Little more remains to be told. For weeks afterwards the case was threshed out in the newspapers, but nothing was brought out that you do not already know. No suspicion attached to Mount's chauffeur and footman. They had met him at the Greenwood City station according to orders. He had exclaimed at the beauty of Ringstead plains, and they thought that was why he had himself carried back and forth so many times. On the last journey he had remarked the locust tree, speaking of the rarity of the species, and had ordered them to stop so that he could examine it. They knew nothing about trees, of course. They had not seen him pick up the keys.

The news of Mount's death took all the fight out of Lorina. Whatever human feeling there was in that woman was all for him. It appeared that her devotion to him was so abject, that she was even willing to help him in his plotting to secure Irma for his wife.

The thieves were sent up for terms more or less corresponding to the degrees of their guilt. Lorina and Foxy are still there. Jumbo is out now, and professes to have reformed. He seems to bear me no malice, and occasionally braces me for a small loan. One of the gang, Bella Bleecker, escaped for lack of evidence. I knew that she was one of Lorina's creatures, whom Mount had placed near Irma as a spy, but there was nothing to connect her with the thefts.

There was one mysterious feature of the case which the trial did not clear up, i.e., the source of Roland's handsome legacy. I had my suspicions but no proof. Mount's doctor was one of his executors and I was permitted to examine the dead man's papers. I found that on the last day of March previous he had drawn $40,000 in cash.

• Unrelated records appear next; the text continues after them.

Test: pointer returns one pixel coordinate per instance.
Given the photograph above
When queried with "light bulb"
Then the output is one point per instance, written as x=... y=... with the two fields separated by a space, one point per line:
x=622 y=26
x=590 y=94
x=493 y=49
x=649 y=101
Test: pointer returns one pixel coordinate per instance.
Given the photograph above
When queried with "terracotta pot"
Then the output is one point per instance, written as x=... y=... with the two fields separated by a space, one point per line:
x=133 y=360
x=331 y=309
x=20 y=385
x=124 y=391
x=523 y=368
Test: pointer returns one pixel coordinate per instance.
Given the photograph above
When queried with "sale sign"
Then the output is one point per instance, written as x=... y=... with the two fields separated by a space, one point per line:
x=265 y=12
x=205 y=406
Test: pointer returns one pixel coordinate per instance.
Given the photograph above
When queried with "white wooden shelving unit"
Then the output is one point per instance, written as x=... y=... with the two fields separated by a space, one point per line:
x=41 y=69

This was pretty conclusive, but there was a link of evidence still missing. Continuing a search of Mount's effects I found a receipted bill from an obscure lawyer for legal services rendered about this time. I looked the man up.

He proved to be a seedy, servile little creature, one of the desperate hangers-on of the outer fringe of a respectable profession. Mount being dead and no longer a possible employer it was easy to make the lawyer talk.